Tarih Dersleri Yıllık Planları 2022 / 2023
Bunun üzerine Şehzade Ahmed İstanbul’a giremedi ve Maltepe’den geri dönmek zorunda kaldı. Amasya’ya döneceği yerde Konya’ya geçen Şehzade Ahmed burada padişahlığını ilan ederek babasının orduya söz geçiremediğini iddia etti. Şehzade Ahmed’in açıkça müddei sıfatını takınması üzerine ulema yüzünü Ahmed’den çevirdi. 7 Temmuz’da donanmanın geldiği Modon’a ardından bizzat padişah komutasındaki ordu gelerek kaleyi kuşatmıştır. 24 Temmuz’da Venedik donanması muhasaranın kaldırılması maksadıyla hücuma geçse de Kemal Reis tarafından geri püskürtülmüşlerdi. Kale Venedikliler’e mahsus olan bir şekilde savunulmuş, lakin 10 Ağustos 1500’de düşmüştü. Modon’un çetin mukavemetine rağmen düşürülmesi, bu kalenin yakınlarında bulunan Koron ve Navarin kalelerinin de sonunu gösteriyordu. Bosna sancakbeyi ve aynı zamanda akıncı komutanı olan şair Yakup Paşa, Sultan Bayezid Amasya’da şehzade iken babası Fatih’in temsilcisi olarak Sultan’ın yanında bulunmuştu. Bayezid tahta geçince Yakup Paşa’yı, önce oğlu Şehzade Alemşah’a atabey, sonra da Bosna beyliğine tayin etti. Bayezid minyatürüBu son yenilgi üzerine Sultan Bayezid bir sefer-i hümayun başlatmayı düşündü ve bu Sultan Kayıtbay’ı çok endişelendirdi. Zira o zamana kadar topyekûn bir savaşta Osmanlı Devleti’ni sadece Timur yenebilmişti. İki ülke de aldıkları toprakları iade ettiler.
{
Beyazıt’ın Takvası
|}
Bu olaylar üzerine Şehzade Ahmed’i desteklemekten vazgeçen Sultan küçük oğlu Selim lehine bir name yazarak onu İstanbul’a davet etti. 1502’de Akkoyunlular’ın Tebriz’i kaybetmesinden sonra İran tahtına başka bir Türk hanedanı olan Safeviler geçti. Olayı önemli kılan ise Safevilerin Şii mezhebine mensup olmalarıydı. Akkoyunlu ve Trabzon Rum Devleti ile akrabalık ilişkileri kuran Safeviler böylece siyasi hayata atılmışlardı. 200 parçalık büyük Venedik Donanması Osmanlı donanması’nı Mora sularından uzaklaştırmak maksadıyla Modon açıklarına gelmişti. Donanmanın başında Amiral Antonio Grimaldi vardı. Mora’nın güneybatı ucundaki Gallo Burnu’nun açıklarında iki dev Donanma karşı karşıya geldi. Osmanlı donanması’nı Kemal Reis idare ediyordu.

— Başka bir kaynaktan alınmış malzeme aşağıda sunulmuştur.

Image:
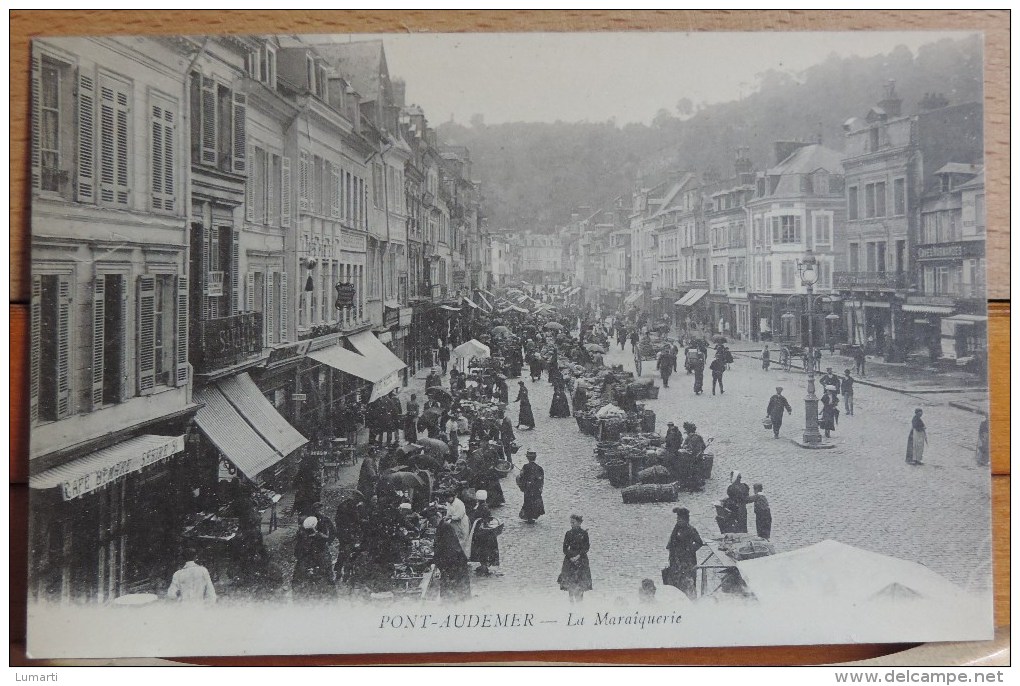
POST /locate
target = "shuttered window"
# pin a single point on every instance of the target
(114, 140)
(162, 123)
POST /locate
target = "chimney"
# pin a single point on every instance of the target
(890, 102)
(784, 149)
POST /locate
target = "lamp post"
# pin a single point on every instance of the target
(808, 269)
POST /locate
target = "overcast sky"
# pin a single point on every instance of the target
(596, 76)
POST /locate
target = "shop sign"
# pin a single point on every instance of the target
(951, 251)
(287, 353)
(97, 478)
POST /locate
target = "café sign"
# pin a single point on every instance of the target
(100, 476)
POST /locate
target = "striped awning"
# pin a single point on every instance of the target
(108, 465)
(253, 406)
(232, 435)
(692, 297)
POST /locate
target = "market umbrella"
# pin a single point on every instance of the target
(435, 445)
(432, 391)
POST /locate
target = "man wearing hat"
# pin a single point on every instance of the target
(683, 544)
(531, 481)
(776, 405)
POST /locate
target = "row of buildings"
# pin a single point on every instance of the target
(896, 221)
(238, 242)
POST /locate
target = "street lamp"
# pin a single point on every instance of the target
(808, 269)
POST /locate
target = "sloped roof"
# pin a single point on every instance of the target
(360, 62)
(808, 159)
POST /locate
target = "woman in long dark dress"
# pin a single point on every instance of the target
(560, 407)
(738, 494)
(455, 582)
(525, 418)
(575, 574)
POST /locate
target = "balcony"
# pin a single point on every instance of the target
(869, 280)
(226, 341)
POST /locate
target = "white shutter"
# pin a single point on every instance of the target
(239, 138)
(162, 123)
(285, 193)
(235, 272)
(63, 347)
(284, 299)
(250, 286)
(182, 332)
(208, 120)
(267, 310)
(35, 353)
(37, 103)
(146, 334)
(98, 337)
(86, 139)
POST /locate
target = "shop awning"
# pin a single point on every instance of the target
(692, 297)
(927, 309)
(967, 319)
(253, 406)
(372, 362)
(102, 467)
(232, 435)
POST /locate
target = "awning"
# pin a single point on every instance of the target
(102, 467)
(235, 437)
(252, 405)
(928, 309)
(967, 319)
(692, 297)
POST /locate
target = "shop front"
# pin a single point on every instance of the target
(107, 524)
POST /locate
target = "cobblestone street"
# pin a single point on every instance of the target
(861, 492)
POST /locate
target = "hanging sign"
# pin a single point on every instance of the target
(345, 295)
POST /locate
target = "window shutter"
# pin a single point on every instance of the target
(335, 192)
(146, 334)
(284, 298)
(303, 181)
(182, 348)
(235, 272)
(37, 94)
(250, 198)
(208, 120)
(63, 347)
(98, 335)
(35, 354)
(285, 193)
(267, 321)
(86, 139)
(250, 285)
(240, 118)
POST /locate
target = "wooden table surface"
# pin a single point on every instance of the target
(995, 24)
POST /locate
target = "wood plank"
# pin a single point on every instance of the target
(995, 23)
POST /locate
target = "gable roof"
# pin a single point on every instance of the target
(361, 62)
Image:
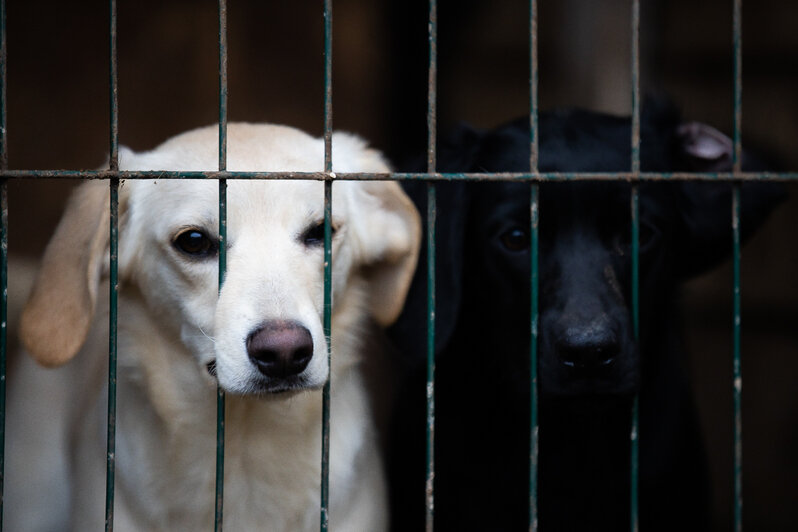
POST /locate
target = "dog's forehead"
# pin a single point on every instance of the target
(249, 202)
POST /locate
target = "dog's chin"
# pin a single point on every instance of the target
(271, 389)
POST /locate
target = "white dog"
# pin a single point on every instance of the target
(261, 338)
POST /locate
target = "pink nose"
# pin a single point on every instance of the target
(280, 349)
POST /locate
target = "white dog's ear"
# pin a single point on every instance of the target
(58, 314)
(390, 236)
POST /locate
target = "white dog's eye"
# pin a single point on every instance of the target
(314, 235)
(196, 243)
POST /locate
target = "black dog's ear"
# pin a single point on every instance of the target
(704, 237)
(456, 152)
(408, 334)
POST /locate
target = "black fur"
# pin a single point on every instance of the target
(589, 364)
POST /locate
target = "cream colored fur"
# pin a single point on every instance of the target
(173, 322)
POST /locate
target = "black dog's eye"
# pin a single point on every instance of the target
(516, 239)
(314, 236)
(195, 243)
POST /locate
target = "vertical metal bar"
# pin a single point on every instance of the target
(432, 208)
(635, 208)
(220, 397)
(3, 252)
(325, 417)
(533, 207)
(113, 284)
(738, 379)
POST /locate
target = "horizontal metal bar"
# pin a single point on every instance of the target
(404, 176)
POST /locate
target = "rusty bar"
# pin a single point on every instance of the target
(324, 519)
(432, 207)
(534, 143)
(218, 521)
(540, 177)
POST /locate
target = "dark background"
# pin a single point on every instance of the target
(58, 119)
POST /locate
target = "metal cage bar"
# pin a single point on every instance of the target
(533, 267)
(113, 281)
(634, 442)
(540, 177)
(432, 208)
(329, 175)
(218, 521)
(736, 255)
(3, 252)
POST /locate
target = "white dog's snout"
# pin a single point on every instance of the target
(280, 349)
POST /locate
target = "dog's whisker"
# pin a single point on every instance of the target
(211, 338)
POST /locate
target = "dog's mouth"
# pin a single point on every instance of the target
(261, 387)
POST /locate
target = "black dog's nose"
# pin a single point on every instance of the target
(590, 350)
(280, 349)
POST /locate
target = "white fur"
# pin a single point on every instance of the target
(173, 322)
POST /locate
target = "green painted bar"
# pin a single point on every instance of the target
(113, 281)
(3, 331)
(737, 159)
(220, 397)
(635, 208)
(738, 378)
(633, 435)
(432, 209)
(328, 175)
(3, 253)
(112, 356)
(534, 237)
(533, 359)
(325, 414)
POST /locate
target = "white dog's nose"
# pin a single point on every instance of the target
(280, 349)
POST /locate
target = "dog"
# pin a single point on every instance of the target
(589, 365)
(260, 338)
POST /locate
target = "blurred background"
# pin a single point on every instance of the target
(58, 119)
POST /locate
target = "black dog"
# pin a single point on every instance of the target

1492 senesinde Müslümanların yanı sıra 150 bin kadar Yahudi de Osmanlı topraklarında yerleştirilmiş oldu. Doğum yeri, bugün Yunanistan sınırları içindeki, o zamanlarda ise Edirne’ye bağlı bir kaza merkezi olanDimetoka’dakiDimetoka Sarayı’dır. Bu arada İran hükümdarı Şah İsmail’in kışkırttığı bir Anadolu isyanı da güçbela bastırıldı ve isyanın elebaşısı olan Şah Kulu öldürüldü. Ordunun bu adaletine karşılık Türk akıncıları Macaristan, Bosna ve Mora’da değerli savaşlar yaptılar. İslam ve İhsan web sitesinde İslam, İman, İbadet, Kuranımız, Peygamberimiz, Tasavvuf, Dualar ve Zikirler, İlmihal, Fıkıh, Hadis ve vb. Konularda güvenilir kaynaklardan bilgiye ulaşabilirsiniz. ” sorusuna “–Allah’a, meleklerine, kitaplarına, peygamberlerine, âhiret gününe inanmandır. Yine kadere, hayrına ve şerrine îmân etmendir” buyurdular.